Lung transplant with bronchial arterial revascularization: review of surgical technique and clinical outcomes

James J. Yun, Shinya Unai, Gosta Pettersson

Abstract

Lung transplantation (LTx) is routinely performed with sacrifice of the bronchial arterial circulation. We review bronchial artery anatomy and surgical technique for LTx with direct bronchial arterial revascularization (BAR). We also update the published clinical experience, including from our center, of LTx with BAR. Published series of LTx with BAR are from single centers, and all cite high technical success rates and good short-term outcomes.
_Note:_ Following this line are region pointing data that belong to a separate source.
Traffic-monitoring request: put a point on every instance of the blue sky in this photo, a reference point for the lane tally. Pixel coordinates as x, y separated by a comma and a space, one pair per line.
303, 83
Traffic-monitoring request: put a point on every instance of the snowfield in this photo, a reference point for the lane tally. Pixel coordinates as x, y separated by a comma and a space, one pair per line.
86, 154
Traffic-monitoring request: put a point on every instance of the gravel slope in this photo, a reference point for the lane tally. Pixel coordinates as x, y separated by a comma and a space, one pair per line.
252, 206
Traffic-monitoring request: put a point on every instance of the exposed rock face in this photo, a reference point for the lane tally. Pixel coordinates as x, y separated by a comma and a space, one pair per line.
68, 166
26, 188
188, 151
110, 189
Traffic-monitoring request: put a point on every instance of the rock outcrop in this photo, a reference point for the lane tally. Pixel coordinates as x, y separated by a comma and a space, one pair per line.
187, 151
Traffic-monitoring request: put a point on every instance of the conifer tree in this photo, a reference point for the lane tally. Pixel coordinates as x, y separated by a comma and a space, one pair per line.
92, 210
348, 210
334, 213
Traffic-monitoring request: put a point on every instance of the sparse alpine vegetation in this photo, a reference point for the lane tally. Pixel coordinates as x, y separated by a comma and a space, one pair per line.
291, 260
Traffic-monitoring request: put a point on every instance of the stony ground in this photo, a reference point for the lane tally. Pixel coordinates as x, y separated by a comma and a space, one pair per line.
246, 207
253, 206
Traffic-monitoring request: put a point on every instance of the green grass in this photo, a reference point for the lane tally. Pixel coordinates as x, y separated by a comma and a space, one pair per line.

Technically, double LTx (DLTx) with BAR is almost always possible if a deliberate review of bronchial artery anatomy is performed. For single LTx (SLTx), BAR is feasible in about 50% of cases. The combined Copenhagen and Cleveland Clinic experience (with BAR procedures performed or supervised by Dr. Gosta B. Pettersson) includes 131 LTx with BAR with a technical success rate >95%. Procedural success is uniformly associated with normal airway healing. Five-year survival in LTx with BAR is superior to the 5-year survival of LTx patients in the ISHLT registry. LTx with BAR is feasible and safe, and technical success ensures normal airway healing. The experience with BAR at experienced centers suggests possible long-term survival benefit. A multicenter study is needed to define the role of BAR in LTx.